I had assumed that is what Suzanne was alluding to: the increasing
awareness and use of open access archives, rather than the
compunction to publish via an established publishing house. This
does not preclude peer-review. I would hope that the onus will be on
the author to get their work peer reviewed in any circumstance. That
said, I've read many an article whose peer reviewers must have been
dead to have got to publication. I feel there is room also to use
the web sensibly for non-peer reviewed research dissemination.

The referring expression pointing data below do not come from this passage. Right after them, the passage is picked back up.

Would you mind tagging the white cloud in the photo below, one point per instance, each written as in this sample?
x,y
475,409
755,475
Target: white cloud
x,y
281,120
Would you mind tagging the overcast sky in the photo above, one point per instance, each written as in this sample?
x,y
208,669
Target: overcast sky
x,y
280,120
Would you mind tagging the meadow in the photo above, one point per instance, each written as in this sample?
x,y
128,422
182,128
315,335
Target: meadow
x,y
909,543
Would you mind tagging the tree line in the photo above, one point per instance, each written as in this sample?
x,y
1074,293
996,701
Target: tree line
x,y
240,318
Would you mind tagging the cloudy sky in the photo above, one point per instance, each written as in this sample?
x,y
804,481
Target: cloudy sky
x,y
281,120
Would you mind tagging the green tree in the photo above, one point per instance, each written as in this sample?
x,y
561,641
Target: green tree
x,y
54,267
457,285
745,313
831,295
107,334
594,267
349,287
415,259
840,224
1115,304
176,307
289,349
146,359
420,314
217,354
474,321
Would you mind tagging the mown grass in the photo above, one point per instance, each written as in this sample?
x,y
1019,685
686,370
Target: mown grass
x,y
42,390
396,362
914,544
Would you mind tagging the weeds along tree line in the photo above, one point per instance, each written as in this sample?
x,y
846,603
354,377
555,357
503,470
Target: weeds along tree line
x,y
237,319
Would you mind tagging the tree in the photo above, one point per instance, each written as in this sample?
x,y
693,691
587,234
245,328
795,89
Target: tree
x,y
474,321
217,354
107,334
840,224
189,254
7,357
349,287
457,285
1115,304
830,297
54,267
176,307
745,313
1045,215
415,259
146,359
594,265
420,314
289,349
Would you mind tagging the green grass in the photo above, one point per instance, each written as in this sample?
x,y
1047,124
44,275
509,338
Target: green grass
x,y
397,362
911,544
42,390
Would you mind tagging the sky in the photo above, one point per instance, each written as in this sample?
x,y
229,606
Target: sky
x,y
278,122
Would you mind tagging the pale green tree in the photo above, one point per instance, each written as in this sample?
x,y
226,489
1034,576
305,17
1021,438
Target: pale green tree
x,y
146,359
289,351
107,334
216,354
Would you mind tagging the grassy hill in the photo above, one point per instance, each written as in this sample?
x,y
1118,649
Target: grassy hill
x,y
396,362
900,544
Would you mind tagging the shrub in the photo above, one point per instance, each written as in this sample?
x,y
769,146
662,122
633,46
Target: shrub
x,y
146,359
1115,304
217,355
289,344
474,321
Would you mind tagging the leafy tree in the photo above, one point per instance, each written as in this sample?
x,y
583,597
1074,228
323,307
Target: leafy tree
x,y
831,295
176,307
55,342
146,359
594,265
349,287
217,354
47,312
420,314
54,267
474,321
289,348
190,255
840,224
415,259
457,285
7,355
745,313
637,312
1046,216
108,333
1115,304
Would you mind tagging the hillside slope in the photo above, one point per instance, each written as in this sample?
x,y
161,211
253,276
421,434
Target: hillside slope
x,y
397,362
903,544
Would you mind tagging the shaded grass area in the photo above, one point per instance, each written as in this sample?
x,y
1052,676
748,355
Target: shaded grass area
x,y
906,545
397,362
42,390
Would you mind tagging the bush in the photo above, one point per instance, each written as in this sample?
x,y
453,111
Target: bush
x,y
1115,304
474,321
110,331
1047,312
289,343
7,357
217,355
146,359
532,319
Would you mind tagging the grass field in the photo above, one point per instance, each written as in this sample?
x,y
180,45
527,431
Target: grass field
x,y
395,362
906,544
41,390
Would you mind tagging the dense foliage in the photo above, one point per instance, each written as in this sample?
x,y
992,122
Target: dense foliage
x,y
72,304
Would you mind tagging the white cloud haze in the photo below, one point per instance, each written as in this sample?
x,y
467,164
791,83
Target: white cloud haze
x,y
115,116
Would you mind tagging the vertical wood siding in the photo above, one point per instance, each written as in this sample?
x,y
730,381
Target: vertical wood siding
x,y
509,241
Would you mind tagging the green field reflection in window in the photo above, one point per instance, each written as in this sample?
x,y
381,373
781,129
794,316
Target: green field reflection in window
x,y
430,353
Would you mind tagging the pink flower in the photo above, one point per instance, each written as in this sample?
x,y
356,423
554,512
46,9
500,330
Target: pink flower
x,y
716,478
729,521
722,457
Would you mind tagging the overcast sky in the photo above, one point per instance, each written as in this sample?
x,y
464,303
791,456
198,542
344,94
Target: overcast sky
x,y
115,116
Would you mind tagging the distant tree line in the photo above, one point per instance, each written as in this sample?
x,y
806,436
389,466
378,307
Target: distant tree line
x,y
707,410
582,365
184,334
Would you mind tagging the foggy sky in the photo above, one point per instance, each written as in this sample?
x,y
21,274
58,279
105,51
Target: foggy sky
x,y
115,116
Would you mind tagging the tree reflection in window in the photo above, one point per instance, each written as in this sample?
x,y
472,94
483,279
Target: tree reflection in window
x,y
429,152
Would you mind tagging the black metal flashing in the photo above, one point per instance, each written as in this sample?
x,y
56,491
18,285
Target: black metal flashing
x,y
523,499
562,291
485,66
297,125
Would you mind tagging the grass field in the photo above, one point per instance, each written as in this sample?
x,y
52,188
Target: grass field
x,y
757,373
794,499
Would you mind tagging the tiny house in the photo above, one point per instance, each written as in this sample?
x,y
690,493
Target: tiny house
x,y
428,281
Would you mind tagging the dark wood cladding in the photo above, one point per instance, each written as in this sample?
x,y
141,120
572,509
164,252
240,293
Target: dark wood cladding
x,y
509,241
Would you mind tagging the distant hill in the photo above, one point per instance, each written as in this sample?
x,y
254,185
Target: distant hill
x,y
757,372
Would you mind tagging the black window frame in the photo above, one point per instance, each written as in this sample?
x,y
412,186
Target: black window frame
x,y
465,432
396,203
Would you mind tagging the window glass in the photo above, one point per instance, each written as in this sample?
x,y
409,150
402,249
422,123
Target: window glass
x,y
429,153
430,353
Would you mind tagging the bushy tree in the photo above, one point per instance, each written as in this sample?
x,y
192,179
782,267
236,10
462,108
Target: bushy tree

Research projects or organisations that use blogs to spread news and
information about research developments provide good fora for
publishing stuff that either isn't suitable for an article or else
has sprung from the desire to self-publish findings and opinions,
unedited. The research project I am currently engaged in is trialing
the use of a blog to disseminate our research
(www.scambimedievali.org.uk). It's in its early stages at the moment.
I'd like to bring to MCG's attention, very recent research completed
on this subject, by James Allen whose dissertation contains some
interesting findings.
http://eprints.rclis.org/archive/00005180
Tehmina
On 3 Feb2006, at 12:32, Bruce Royan wrote:
> What is "already on the way", is that more and more universities and
> research institutions (1) are archiving copies of their researchers'
> peer-reviewed, published articles onto online Institutional
> Repositories, so
> that they can be accessed for free. This is done with the agreement
> of an
> increasing number of publishers (2), who are beginning to realise
> that it
> won't harm their journal sales, and is inevitable anyway if the
> Research
> Councils hold their nerve and make it a condition of funding (3).